Today I’m thinking about how people move from the fleeting sense that something in the world sucks, to knowing precisely what sucks, and then to doing something—maybe even something that works—to fix that suckitude.
Last week I had the good fortune to be in the room while a brilliant South African scholar named Dr. Thandi Gamedze explained how to do that. She did so, no less, while mixing in a generous heaping of her own poetry.

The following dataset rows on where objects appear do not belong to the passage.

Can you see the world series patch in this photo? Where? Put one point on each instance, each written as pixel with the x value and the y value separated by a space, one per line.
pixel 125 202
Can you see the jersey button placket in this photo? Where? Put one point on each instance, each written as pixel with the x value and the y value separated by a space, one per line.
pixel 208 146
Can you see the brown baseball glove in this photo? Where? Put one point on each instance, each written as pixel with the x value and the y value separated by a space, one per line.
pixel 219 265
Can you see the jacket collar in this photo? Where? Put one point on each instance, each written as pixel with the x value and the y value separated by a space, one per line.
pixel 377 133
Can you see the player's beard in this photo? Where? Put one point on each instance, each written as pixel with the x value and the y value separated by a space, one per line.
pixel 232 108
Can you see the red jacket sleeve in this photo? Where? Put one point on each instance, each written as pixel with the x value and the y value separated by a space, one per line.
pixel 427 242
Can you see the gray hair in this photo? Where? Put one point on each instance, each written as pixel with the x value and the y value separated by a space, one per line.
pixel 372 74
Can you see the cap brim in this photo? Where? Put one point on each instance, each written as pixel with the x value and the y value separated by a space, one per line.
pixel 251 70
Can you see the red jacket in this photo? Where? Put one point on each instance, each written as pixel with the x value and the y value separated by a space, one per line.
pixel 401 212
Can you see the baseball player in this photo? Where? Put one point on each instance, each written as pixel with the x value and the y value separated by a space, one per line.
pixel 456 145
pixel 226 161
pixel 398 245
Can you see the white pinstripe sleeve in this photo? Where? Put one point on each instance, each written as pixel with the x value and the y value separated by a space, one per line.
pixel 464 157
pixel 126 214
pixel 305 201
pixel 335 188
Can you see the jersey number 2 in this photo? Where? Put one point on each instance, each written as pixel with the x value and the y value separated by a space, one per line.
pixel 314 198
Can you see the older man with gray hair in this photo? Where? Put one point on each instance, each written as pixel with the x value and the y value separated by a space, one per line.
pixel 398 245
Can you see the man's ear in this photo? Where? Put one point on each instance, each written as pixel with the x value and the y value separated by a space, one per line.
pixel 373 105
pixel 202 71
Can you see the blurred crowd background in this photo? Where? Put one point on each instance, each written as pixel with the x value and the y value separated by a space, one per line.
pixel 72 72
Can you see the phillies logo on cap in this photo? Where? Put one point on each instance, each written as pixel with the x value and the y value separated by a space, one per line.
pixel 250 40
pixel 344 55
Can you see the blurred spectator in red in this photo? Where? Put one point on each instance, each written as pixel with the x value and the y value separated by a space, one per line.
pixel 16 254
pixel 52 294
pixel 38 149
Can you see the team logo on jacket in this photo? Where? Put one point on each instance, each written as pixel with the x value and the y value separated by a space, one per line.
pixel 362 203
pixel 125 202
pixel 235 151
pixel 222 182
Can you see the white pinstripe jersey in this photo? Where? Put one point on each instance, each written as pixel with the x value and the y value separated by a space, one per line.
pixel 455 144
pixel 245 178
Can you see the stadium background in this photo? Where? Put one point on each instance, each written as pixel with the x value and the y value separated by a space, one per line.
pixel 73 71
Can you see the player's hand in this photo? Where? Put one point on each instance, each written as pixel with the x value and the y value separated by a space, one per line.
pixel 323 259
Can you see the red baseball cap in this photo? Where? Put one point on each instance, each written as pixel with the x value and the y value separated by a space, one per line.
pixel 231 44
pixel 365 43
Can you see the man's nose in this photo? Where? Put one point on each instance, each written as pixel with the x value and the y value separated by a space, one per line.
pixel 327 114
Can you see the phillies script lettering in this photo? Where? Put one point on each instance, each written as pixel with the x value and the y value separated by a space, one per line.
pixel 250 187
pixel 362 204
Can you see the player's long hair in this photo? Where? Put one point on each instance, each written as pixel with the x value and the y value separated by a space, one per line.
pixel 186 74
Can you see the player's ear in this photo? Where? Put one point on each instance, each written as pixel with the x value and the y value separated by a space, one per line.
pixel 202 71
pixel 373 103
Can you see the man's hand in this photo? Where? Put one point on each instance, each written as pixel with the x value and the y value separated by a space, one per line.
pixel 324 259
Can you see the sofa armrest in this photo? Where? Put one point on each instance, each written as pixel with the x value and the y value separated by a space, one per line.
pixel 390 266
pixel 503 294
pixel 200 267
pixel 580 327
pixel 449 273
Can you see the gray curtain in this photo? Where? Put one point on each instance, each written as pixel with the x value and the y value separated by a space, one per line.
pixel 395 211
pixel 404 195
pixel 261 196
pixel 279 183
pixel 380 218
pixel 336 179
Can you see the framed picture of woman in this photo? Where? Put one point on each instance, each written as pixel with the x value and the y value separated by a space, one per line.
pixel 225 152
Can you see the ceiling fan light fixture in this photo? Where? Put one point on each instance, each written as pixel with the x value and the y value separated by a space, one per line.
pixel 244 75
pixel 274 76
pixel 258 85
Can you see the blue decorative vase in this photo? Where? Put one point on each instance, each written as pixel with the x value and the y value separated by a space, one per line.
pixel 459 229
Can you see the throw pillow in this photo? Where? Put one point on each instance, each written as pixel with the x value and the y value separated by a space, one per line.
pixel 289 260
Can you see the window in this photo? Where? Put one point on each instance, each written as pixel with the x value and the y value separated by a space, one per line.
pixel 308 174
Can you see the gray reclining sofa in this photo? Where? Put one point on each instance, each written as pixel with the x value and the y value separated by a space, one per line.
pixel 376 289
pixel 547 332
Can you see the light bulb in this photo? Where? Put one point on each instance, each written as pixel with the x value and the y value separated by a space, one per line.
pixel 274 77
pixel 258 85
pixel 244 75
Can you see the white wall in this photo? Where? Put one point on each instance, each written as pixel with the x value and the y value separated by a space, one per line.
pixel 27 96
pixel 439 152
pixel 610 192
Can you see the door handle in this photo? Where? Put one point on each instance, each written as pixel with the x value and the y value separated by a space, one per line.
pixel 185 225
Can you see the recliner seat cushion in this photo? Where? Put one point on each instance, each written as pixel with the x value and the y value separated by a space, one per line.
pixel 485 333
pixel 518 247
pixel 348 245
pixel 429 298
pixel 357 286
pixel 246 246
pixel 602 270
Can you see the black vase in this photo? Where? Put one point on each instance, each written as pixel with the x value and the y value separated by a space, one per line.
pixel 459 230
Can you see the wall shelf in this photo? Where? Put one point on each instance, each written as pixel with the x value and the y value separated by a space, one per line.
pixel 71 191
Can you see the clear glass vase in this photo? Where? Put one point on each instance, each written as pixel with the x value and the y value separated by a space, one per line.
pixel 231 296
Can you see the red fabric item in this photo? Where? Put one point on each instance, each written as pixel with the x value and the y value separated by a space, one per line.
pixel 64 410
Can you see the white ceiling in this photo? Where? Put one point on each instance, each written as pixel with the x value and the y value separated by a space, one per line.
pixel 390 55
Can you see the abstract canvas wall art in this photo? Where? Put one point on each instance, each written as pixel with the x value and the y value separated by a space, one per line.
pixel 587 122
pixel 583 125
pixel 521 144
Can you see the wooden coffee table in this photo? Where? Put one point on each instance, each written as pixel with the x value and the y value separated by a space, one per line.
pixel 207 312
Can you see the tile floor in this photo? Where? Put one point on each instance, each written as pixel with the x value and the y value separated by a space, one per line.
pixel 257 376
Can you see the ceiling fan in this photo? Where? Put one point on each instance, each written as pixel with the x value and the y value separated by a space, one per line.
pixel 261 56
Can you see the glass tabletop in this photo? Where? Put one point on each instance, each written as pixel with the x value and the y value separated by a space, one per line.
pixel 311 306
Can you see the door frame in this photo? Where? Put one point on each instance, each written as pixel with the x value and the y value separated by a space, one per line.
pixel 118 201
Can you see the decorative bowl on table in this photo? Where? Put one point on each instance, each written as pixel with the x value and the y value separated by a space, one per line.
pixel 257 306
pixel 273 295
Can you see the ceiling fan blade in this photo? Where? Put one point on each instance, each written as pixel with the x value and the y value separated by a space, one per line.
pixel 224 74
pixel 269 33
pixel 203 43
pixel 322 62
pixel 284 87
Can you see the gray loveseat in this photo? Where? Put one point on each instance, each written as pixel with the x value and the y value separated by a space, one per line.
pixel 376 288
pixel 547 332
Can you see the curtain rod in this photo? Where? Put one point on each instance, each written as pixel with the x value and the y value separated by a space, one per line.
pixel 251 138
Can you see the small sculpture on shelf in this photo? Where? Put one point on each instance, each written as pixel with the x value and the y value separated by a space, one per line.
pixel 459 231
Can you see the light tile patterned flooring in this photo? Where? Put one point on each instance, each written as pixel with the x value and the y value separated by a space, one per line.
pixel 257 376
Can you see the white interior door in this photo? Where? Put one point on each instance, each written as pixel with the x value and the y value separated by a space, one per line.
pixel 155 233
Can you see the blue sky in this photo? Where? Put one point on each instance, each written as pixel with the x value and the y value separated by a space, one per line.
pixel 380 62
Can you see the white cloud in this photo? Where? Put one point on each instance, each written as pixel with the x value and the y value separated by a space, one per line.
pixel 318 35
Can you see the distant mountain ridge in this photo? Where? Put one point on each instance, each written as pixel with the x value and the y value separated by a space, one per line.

Gamedze works with the Desmond Tutu Research Centre for Religion and Social Justice and also with an organization that equips high school students to make change in their schools and communities. In other words, she talks the talk and also walks the walk. I met her as she visited Wheaton College last week for an annual symposium on Human Needs and Global Resources. Here she is talking to my students:
Notice the drawing on the board. This is what I’m excited to share with you—a process called the “praxis cycle” used to notice and change what needs changing. Here’s how it works.
The process starts with immersion. You get together whatever friends or strangers you can muster and spend time within a community or institution paying attention. Maybe you walk through a neighborhood taking notes or recording voice memos. Maybe you list all the folks who know something about this topic and take them each out for coffee. Maybe you sit in on somebody else’s meetings or scroll through websites. The point is you gather information—especially the sort of information held by people who live their everyday lives most affected by the suckitude.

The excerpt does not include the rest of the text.